Auch das wissenschaftliche Programm war mit 167 Postern und 42 Kurzvorträgen prall gefüllt. Eingebunden waren diese in einem Rahmen aus sechs attraktiven Plenarvorträgen. Damit boten sich beste Gelegenheiten zu aktivem wissenschaftlichem Austausch. Im Melanchtonianum waren 24 Firmen mit ihren Ständen vertreten und ermöglichten den Teilnehmern Orientierung auf dem dynamischen Markt von Geräten und Methoden. Traditionell wurden vor Tagungsbeginn kurze Workshops angeboten, die auch wieder auf gute Resonanz stießen.
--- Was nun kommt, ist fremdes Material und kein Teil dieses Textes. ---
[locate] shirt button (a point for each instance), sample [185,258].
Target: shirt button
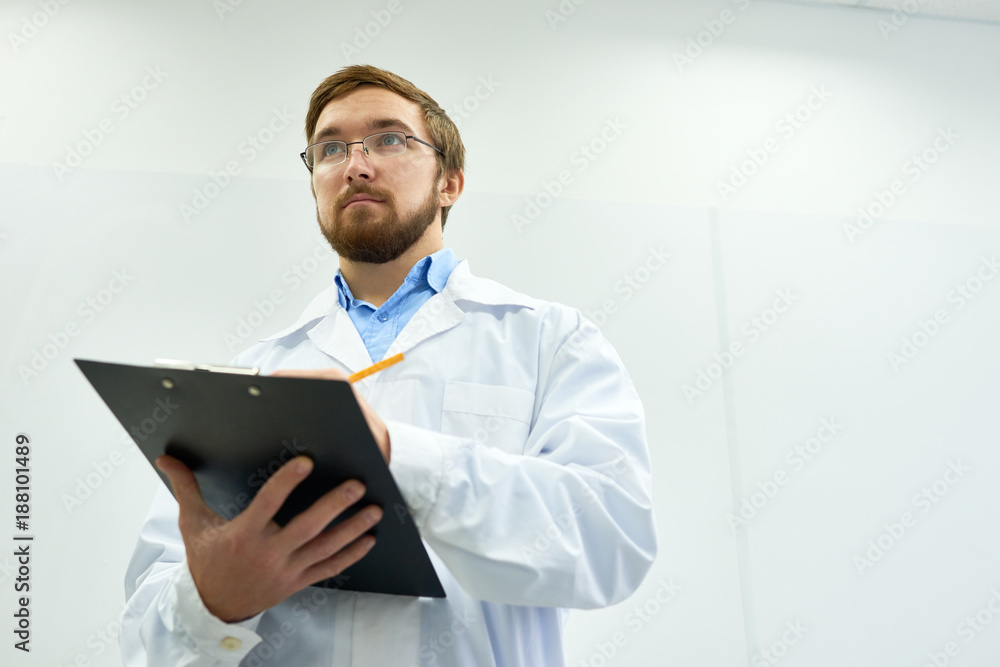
[231,643]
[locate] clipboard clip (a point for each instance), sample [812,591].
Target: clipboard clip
[189,366]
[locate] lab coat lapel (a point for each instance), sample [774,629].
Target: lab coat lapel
[438,314]
[338,337]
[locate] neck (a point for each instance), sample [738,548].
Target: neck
[375,283]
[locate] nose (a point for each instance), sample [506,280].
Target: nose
[358,165]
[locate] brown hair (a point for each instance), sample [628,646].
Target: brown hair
[443,132]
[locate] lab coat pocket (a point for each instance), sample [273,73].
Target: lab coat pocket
[492,415]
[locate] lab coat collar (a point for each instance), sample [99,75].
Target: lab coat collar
[462,285]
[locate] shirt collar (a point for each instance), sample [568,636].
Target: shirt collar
[461,285]
[432,270]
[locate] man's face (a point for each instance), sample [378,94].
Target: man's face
[373,209]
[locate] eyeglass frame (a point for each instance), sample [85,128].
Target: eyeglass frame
[347,152]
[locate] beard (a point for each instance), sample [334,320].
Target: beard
[367,234]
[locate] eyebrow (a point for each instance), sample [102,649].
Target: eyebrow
[373,125]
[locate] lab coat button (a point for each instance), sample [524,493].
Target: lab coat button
[231,643]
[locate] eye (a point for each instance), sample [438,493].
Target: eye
[333,148]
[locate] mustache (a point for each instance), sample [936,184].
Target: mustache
[364,189]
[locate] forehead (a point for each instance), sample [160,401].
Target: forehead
[366,109]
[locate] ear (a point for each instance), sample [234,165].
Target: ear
[451,185]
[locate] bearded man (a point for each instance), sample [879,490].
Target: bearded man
[511,429]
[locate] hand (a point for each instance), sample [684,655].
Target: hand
[375,423]
[244,566]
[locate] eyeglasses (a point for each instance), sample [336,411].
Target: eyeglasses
[383,144]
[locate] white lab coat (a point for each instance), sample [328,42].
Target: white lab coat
[518,442]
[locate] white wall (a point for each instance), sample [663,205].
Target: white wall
[685,128]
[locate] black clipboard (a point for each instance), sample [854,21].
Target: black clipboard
[233,428]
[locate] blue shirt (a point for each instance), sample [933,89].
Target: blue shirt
[379,326]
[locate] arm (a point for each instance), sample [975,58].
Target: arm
[568,523]
[198,583]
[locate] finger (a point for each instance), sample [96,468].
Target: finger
[185,486]
[333,541]
[311,522]
[317,374]
[334,565]
[275,492]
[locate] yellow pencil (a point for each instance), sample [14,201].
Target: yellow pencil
[375,368]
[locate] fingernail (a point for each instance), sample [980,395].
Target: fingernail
[354,490]
[373,515]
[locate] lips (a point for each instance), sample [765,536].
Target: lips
[361,199]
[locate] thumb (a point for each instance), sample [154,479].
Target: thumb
[185,486]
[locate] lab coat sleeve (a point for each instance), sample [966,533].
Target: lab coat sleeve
[164,621]
[569,522]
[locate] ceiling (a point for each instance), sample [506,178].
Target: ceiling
[987,11]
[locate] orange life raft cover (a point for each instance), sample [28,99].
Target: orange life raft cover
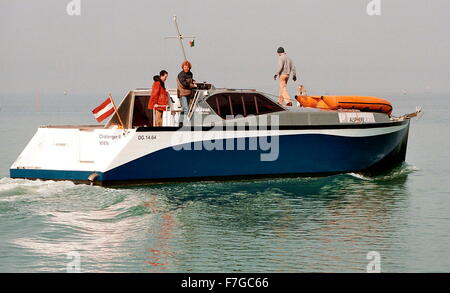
[365,104]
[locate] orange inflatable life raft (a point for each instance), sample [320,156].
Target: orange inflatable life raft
[364,104]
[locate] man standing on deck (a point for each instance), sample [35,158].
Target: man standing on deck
[285,68]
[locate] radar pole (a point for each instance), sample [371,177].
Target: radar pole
[180,37]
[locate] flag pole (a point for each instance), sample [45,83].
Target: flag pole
[115,110]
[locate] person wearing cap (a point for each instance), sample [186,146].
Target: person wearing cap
[185,85]
[284,70]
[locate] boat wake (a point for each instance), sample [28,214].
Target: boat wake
[398,172]
[18,187]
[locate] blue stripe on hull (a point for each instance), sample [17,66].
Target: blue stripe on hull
[50,174]
[298,154]
[306,153]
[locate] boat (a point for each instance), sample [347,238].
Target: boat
[230,134]
[227,134]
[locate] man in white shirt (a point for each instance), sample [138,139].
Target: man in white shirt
[285,68]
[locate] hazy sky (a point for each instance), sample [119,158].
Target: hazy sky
[114,46]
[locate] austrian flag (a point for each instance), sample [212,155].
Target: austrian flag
[104,110]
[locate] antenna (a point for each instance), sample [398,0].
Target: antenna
[180,37]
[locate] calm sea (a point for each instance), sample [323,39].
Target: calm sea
[325,224]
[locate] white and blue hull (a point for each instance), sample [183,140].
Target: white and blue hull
[150,154]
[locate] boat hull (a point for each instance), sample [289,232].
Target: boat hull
[293,151]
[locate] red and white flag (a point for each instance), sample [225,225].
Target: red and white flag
[104,110]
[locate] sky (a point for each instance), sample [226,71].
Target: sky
[115,46]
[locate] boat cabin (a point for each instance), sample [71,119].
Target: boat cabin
[224,104]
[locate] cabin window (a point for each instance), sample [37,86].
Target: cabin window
[141,115]
[244,104]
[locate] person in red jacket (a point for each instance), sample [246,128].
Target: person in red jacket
[158,98]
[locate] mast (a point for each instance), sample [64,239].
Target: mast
[180,37]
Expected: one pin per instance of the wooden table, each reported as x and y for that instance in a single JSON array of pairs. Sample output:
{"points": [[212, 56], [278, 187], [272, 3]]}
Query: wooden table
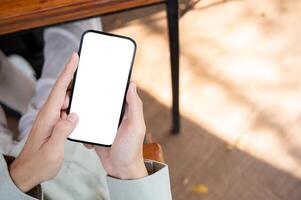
{"points": [[21, 15]]}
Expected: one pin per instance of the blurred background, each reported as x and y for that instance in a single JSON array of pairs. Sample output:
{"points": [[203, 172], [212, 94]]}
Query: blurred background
{"points": [[240, 95]]}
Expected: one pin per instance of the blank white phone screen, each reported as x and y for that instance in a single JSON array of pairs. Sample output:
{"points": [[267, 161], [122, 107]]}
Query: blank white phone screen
{"points": [[100, 85]]}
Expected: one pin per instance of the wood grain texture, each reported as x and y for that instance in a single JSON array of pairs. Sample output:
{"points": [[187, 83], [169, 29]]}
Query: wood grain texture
{"points": [[17, 15]]}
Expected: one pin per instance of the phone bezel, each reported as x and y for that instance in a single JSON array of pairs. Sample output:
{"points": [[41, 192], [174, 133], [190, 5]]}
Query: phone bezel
{"points": [[127, 85]]}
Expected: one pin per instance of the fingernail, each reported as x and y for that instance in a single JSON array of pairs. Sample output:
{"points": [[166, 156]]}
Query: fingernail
{"points": [[134, 88], [72, 117]]}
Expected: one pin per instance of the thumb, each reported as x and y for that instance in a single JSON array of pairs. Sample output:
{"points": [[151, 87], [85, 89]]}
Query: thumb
{"points": [[134, 103], [63, 129]]}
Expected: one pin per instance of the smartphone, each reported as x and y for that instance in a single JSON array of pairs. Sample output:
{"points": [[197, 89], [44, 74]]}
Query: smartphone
{"points": [[100, 85]]}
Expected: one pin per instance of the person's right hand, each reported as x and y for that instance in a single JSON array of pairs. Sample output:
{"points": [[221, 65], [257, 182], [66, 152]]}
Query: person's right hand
{"points": [[124, 159]]}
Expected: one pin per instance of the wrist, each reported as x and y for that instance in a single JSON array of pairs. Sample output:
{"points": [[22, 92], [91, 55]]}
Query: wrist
{"points": [[21, 176], [133, 171]]}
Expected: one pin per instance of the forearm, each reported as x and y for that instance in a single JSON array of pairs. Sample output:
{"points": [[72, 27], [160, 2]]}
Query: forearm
{"points": [[154, 186], [9, 190]]}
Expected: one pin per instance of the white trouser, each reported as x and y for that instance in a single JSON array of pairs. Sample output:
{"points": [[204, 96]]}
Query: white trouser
{"points": [[82, 176]]}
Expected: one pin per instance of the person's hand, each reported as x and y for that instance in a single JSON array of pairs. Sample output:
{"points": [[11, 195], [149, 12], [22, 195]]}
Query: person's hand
{"points": [[124, 159], [43, 153]]}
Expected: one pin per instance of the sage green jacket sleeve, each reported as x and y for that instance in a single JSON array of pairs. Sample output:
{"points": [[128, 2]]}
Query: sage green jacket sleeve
{"points": [[156, 186], [8, 190]]}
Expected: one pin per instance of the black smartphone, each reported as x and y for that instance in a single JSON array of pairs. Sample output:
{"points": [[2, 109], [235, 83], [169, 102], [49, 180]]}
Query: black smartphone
{"points": [[100, 85]]}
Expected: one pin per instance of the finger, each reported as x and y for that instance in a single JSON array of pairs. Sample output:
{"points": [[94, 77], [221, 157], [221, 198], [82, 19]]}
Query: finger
{"points": [[89, 146], [102, 152], [58, 93], [66, 102], [63, 115], [63, 129], [134, 104]]}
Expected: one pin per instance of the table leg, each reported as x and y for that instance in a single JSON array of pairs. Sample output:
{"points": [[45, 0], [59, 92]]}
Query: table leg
{"points": [[172, 8]]}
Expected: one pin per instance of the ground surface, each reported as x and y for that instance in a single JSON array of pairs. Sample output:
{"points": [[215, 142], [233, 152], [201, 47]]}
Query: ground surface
{"points": [[240, 96]]}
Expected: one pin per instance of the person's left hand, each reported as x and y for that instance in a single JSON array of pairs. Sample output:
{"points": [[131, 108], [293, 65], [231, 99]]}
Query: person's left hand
{"points": [[43, 153]]}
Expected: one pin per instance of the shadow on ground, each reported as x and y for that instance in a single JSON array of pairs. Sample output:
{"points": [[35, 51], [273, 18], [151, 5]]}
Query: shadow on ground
{"points": [[196, 156]]}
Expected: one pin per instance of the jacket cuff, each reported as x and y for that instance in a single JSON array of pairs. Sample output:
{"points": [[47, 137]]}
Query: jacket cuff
{"points": [[154, 186], [9, 190]]}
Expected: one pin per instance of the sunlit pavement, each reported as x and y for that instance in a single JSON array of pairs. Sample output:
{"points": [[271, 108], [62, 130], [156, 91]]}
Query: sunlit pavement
{"points": [[240, 76]]}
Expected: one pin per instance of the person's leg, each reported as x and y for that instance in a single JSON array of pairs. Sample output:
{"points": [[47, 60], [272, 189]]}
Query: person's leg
{"points": [[81, 176], [60, 42], [16, 87], [6, 137]]}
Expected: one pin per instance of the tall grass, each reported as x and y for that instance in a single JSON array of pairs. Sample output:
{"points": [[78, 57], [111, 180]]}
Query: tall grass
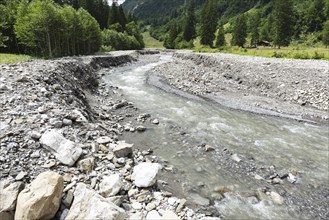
{"points": [[13, 58]]}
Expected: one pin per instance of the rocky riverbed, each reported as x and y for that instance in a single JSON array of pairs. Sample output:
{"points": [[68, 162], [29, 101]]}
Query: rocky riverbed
{"points": [[60, 153], [297, 89]]}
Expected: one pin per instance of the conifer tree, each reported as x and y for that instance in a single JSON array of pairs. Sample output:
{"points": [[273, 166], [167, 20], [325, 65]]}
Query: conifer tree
{"points": [[208, 23], [189, 25], [283, 22], [254, 23], [220, 39], [239, 33]]}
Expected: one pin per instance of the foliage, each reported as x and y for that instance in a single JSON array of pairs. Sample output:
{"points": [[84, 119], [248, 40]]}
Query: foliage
{"points": [[208, 19], [325, 34], [239, 33], [283, 22], [13, 58], [49, 30], [220, 39], [189, 25]]}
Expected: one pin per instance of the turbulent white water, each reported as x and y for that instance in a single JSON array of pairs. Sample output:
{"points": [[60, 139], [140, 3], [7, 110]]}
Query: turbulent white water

So nahmen 14 Besucher an „Elemental Mass Spectrometry and Proteomics“ organisiert von J. Sabine Becker (Jülich), 28 an „Bioaffinity Mass Spectrometry in Life Science and Biomedical Analysis“ unter Leitung von Michael Przybylski (Konstanz) und Michael Glocker (Rostock), 31 an „Computational Mass Spectrometry“ geleitet von Steffen Neumann (IPB Halle) sowie 33 an „Grundlagen der Massenspektrometrie“ unter der Federführung von Dietmar Kuck (Bielefeld) und Mathias Schäfer (Köln) teil.
Tagungseröffnung
Im Audimax der Universität Halle-Wittenberg begrüßte DGMS-Vorsitzender Jürgen Grotemeyer die Tagungsteilnehmer zur 43. Jahrestagung. Auch die örtlichen Organisatoren, Andrea Sinz (Institut für Pharmazie der Uni Halle-Wittenberg) und Jürgen Schmidt (Leibniz-Institut für Pflanzenbiochemie) freuten sich sichtlich, dass die lange Vorbereitung nun in den Beginn der Tagung mündete. Ein Grußwort des Prorektors für Forschung und wissenschaftlichen Nachwuchs, Joachim Ulrich, folgte. Für den kulturellen Teil der Tagungseröffnung sorgte das Streichquartett „Concentus musicus“ mit gelungenen Interpretationen einiger Werke von Händel (Wassermusik), Bach (Air), Mozart, Brahms und Scott Joplin.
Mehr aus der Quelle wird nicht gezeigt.